Boost.Asio with Protocol Buffers code sample

March 20th, 2011 at 7:35 am

Recently I implemented in C++ a mini-project in order to get acquainted with both the networking library Boost.Asio and the serialization library Google’s Protocol Buffers (protobuf). I’ve placed the code online.

The project implements a simple server that receives and answers GET/SET/COUNT queries with string keys and values. In other words, it’s an in-memory data-store mapping strings to strings, available to multiple clients simultaneously. Below are some of my impressions of the libraries.

Boost.Asio

The networking part of the project is implemented with Boost.Asio as an asynchronous server capable of serving many clients simultaneously. No threads are involved – only asynchronous callback calls. Asio is probably the most popular networking library for C++ and information about it is easy to come by online. Besides the pretty good official documentation, there’s this free book which I found very informative, as well as tons of tutorials and discussions of specific issues in mailing lists and StackOverflow, ready for your Google-fu when you need them.

Asio was relatively easy to learn and use. It comes with a ton of examples, and once you wrap your head around the main concept of asynchronous callbacks, it’s quite easy to find everything you need. It helped me to have background in asynchronous processing, but I guess it’s not a must. After all, such model of programming is all the rage lately (Node.js, Redis and others) and a lot of information about it exists.

Protobuf

The serialization part is implemented with Protocol Buffers. Both requests and responses to the server are serialized into binary protobuf messages and sent over a socket. Some tweaking was required here, because protobuf is very low-level. The library only specifies how data is serialized – it doesn’t help with transmitting this data over the wire. In particular, the two main challenges were (1) being able to send multiple messages types, and (2) encoding the messages to allow sending them on the socket.

Multiple message types

The problem, in brief, is: if you want to send different messages with different data to the server and have it know which message was sent, how is this achieved in protobuf?
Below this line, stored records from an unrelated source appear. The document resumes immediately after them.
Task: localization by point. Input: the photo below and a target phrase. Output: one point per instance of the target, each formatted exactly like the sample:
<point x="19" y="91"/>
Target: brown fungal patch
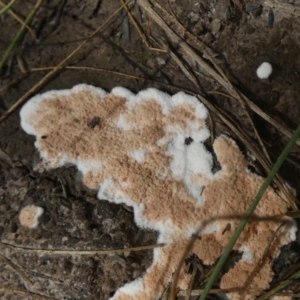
<point x="150" y="154"/>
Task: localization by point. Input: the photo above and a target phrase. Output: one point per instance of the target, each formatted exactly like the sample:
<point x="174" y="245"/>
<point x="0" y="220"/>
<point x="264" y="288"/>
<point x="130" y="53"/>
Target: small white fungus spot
<point x="264" y="70"/>
<point x="29" y="216"/>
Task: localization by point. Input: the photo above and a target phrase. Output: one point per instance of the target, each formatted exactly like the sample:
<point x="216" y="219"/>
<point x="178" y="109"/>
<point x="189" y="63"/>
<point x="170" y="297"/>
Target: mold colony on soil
<point x="147" y="151"/>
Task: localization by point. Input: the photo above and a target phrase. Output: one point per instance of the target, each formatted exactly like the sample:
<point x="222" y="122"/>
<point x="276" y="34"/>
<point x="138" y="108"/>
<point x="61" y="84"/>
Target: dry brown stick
<point x="226" y="82"/>
<point x="58" y="67"/>
<point x="25" y="279"/>
<point x="234" y="128"/>
<point x="283" y="7"/>
<point x="19" y="19"/>
<point x="80" y="252"/>
<point x="198" y="43"/>
<point x="219" y="78"/>
<point x="228" y="86"/>
<point x="26" y="293"/>
<point x="199" y="292"/>
<point x="138" y="29"/>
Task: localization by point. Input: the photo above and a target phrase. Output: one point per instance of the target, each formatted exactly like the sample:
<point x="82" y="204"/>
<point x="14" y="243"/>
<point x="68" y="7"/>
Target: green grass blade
<point x="249" y="212"/>
<point x="7" y="7"/>
<point x="280" y="286"/>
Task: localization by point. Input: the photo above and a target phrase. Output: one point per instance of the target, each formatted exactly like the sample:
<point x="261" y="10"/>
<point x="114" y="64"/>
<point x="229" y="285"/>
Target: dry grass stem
<point x="47" y="77"/>
<point x="81" y="252"/>
<point x="139" y="30"/>
<point x="188" y="249"/>
<point x="283" y="7"/>
<point x="26" y="294"/>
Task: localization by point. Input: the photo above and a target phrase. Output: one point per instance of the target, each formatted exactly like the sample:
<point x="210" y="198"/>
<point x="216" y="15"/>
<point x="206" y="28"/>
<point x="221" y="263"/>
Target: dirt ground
<point x="239" y="39"/>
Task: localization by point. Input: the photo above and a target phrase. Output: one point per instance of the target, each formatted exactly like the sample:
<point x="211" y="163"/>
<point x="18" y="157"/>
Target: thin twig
<point x="140" y="32"/>
<point x="283" y="7"/>
<point x="26" y="294"/>
<point x="47" y="77"/>
<point x="80" y="252"/>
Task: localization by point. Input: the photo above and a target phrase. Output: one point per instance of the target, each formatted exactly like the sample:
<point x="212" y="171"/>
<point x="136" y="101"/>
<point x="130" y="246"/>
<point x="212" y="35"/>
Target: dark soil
<point x="74" y="218"/>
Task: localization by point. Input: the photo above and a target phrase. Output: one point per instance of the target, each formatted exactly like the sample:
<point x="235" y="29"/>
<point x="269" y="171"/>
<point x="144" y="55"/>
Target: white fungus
<point x="29" y="216"/>
<point x="264" y="70"/>
<point x="148" y="152"/>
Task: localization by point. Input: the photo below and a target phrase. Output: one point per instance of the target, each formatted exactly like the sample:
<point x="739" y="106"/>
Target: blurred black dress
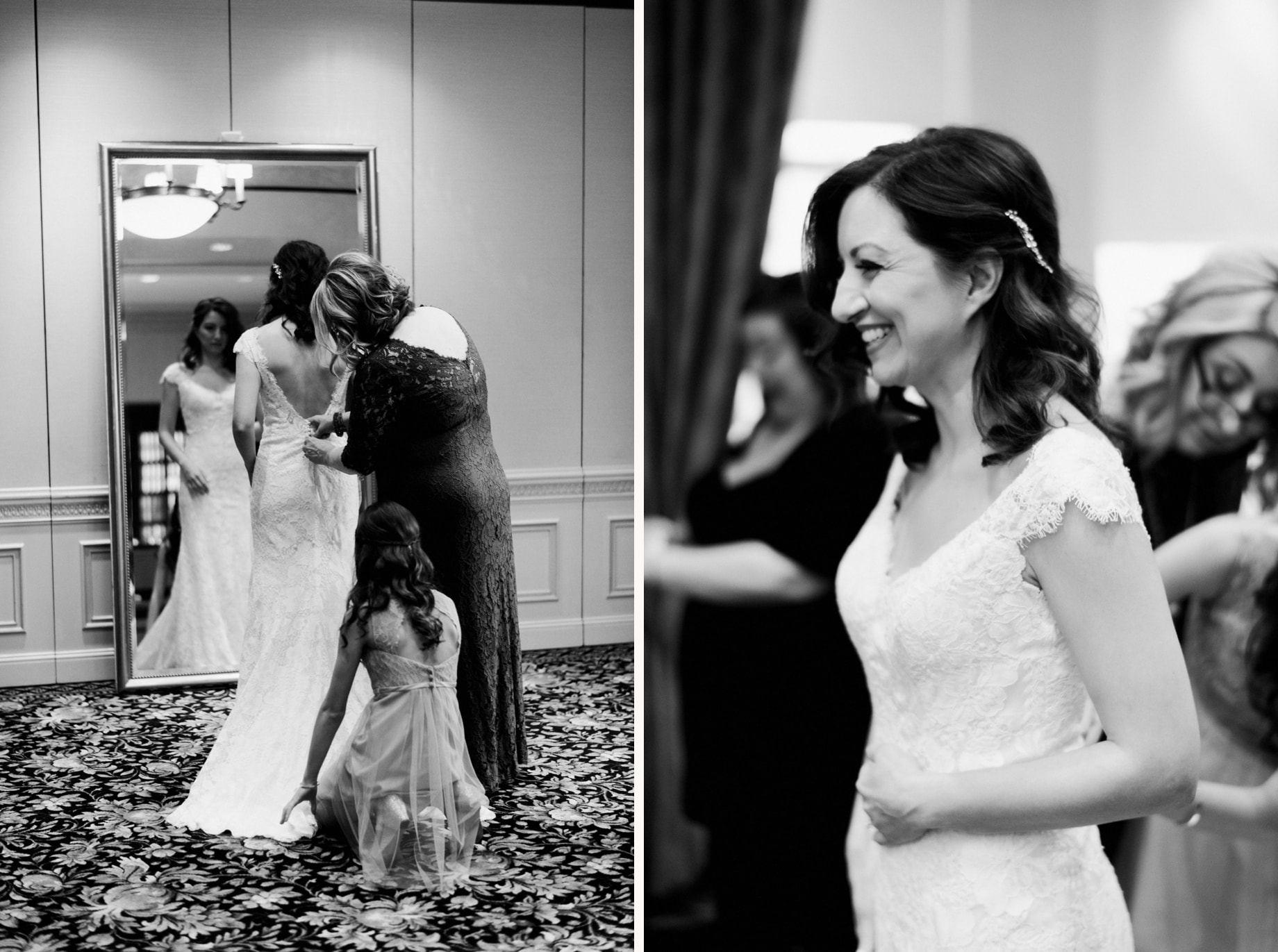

The solution I used is from the Techniques documentation page: using "union types". My .proto file looks like this:

// The request has a type and then the relevant optional field is
// filled.
//
message Request {
    enum RequestType {
        GET_VALUE = 1;
        SET_VALUE = 2;
        COUNT_VALUES = 3;
    }

    required RequestType type = 1;

    message RequestGetValue {
        required string key = 1;
    }
    optional RequestGetValue request_get_value = 21;

    message RequestSetValue {
        required string key = 1;
        required string value = 2;
    }
    optional RequestSetValue request_set_value = 22;

    message RequestCountValues {

    }
    optional RequestCountValues request_count_values = 23;
}

The type field tells the recipient which one of the optional request_* fields to look at. Only those fields that were filled in actually take space in the serialized message, so this is an efficient way to encode multiple message types in a single message format.

Sending messages over a socket

A while back, I presented the issue of Framing in serial communications. With sockets it’s not much different – you still have to "frame" your message on the socket to allow the recipient to know where it starts and where it ends.

In this project I used the "character count" (or "length prefix") technique. I take the message buffer produced by protobuf and prepend a fixed 4-byte big-endian integer to it, which specifies its length. When the server waits for a message it first expects to receive 4 bytes, decodes the length of the rest of the message from it, and expects to receive exactly this amount of bytes to read the message itself. This technique works very well and is quite commonly used.

In general, protobuf is easy to use. It’s a shame the official documentation comes with very few examples, but all in all one can find the information he needs – the docs are quite comprehensive. I really like the idea of code generation that protobuf employs – it’s the best way to enforce DRY and avoid writing repetitive code, especially when changes in the protocol are required. Additionally, protobuf has backends for multiple languages – I used this fact to implement a simple Python client that exercises the server (it’s part of the project code bundle). Only a couple of lines were required to pack and unpack the message in it, the rest is handled by protobuf generated code.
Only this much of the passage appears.